Since I have covered my experience with and my support for waterboarding we can cut to a different part of the chase. Recently former SERE instructor Malcolm Nance wrote a piece at Small Wars Journal detailing the actual techniques and results of using the process. In the piece he claims that in many cases water is actually forced into the lungs. I did not object to the characterization and took him at face value when he said that he had done it and seen it done. I don't have the medical expertise to comment on those implications. In my case it never got even close to that as I caved early and often. At Captain's Quarter's a SEAL disagrees with Mr. Nance.
However, he did take exception to one point of Nance's column, the one that I had found most impactful. Nance wrote:
In the media, waterboarding is called "simulated drowning," but that's a misnomer. It does not simulate drowning, as the lungs are actually filling with water. There is no way to simulate that. The victim is drowning.
Unless you have been strapped down to the board, have endured the agonizing feeling of the water overpowering your gag reflex, and then feel your throat open and allow pint after pint of water to involuntarily fill your lungs, you will not know the meaning of the word.
Mike's secondary specialty in the SEAL force is as an advanced combat medic. Without getting into specifics on his experiences, Mike strongly disputes Nance's exaggerations of waterboarding. There is a word for people who have "pint after pint of water" filling their lungs: dead. "In fact," according to Mike, "they would be very, very dead. By definition, anyone who has drowned is in fact dead.

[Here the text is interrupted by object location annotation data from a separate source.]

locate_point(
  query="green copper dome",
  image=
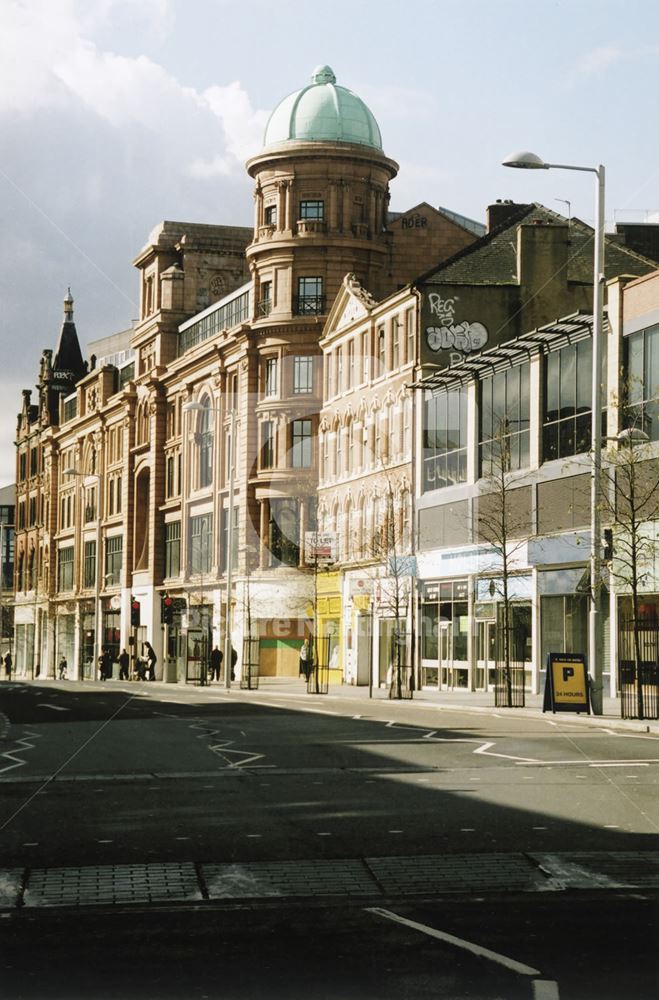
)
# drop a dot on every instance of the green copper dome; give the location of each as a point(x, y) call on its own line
point(322, 112)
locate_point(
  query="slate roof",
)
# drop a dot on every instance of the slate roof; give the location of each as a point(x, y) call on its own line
point(492, 259)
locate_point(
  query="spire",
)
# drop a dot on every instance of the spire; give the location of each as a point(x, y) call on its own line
point(68, 307)
point(68, 356)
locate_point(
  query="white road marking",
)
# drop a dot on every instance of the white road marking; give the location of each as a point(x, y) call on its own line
point(475, 949)
point(484, 749)
point(20, 744)
point(545, 989)
point(584, 762)
point(619, 765)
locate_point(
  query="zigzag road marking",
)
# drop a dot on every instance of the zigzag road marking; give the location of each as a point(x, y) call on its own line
point(20, 744)
point(223, 749)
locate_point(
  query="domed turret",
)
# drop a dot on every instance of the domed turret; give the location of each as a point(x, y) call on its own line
point(323, 112)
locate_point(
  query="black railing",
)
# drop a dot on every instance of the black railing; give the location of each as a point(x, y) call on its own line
point(509, 670)
point(400, 675)
point(309, 305)
point(249, 668)
point(318, 679)
point(638, 664)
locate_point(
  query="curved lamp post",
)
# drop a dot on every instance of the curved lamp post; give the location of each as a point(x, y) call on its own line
point(194, 407)
point(530, 161)
point(97, 581)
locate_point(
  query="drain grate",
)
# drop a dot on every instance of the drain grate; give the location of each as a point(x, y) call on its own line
point(10, 886)
point(107, 884)
point(602, 869)
point(289, 878)
point(453, 873)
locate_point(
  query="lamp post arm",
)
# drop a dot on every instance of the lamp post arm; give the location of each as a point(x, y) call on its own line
point(596, 443)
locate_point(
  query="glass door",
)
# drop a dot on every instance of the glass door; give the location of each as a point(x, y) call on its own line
point(446, 668)
point(485, 654)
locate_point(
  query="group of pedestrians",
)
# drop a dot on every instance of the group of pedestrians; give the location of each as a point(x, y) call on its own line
point(145, 665)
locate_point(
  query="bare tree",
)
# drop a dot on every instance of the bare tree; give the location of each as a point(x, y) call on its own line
point(503, 522)
point(390, 546)
point(629, 503)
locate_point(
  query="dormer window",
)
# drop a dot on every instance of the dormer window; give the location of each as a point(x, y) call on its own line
point(312, 210)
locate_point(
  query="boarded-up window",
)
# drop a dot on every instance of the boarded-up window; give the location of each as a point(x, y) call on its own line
point(445, 526)
point(563, 504)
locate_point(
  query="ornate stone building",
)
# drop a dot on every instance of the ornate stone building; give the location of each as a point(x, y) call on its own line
point(137, 489)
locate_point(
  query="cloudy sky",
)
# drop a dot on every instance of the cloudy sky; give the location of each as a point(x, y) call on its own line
point(116, 114)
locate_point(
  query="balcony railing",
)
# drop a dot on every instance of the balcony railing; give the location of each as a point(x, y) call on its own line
point(308, 227)
point(310, 305)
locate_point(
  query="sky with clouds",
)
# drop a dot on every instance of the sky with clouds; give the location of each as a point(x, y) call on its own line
point(116, 114)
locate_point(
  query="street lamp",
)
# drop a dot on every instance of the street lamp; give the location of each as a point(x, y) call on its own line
point(530, 161)
point(194, 407)
point(96, 653)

A large percentage of true drownings do not involve ANY water entering the lungs because the epiglottis closes off the air passages as water enters the throat. People who die immediately from being immersed in water actually die of suffocation, not water entering their lungs. Not only that, many people who survive a near-drowning who do have even small amounts of water that slip by the epiglottis and enter their lungs can die later of fluid shifts and pneumonia. I can assure you that we do not use any technique that involves true suffocation or aspiration of water into the lungs. One cannot get questions to answers from people who suffocate or have water fill their lungs in any interrogation technique, which would render that technique more than a little self-defeating. Dead men tell no tales -- and also make rather poor soldiers."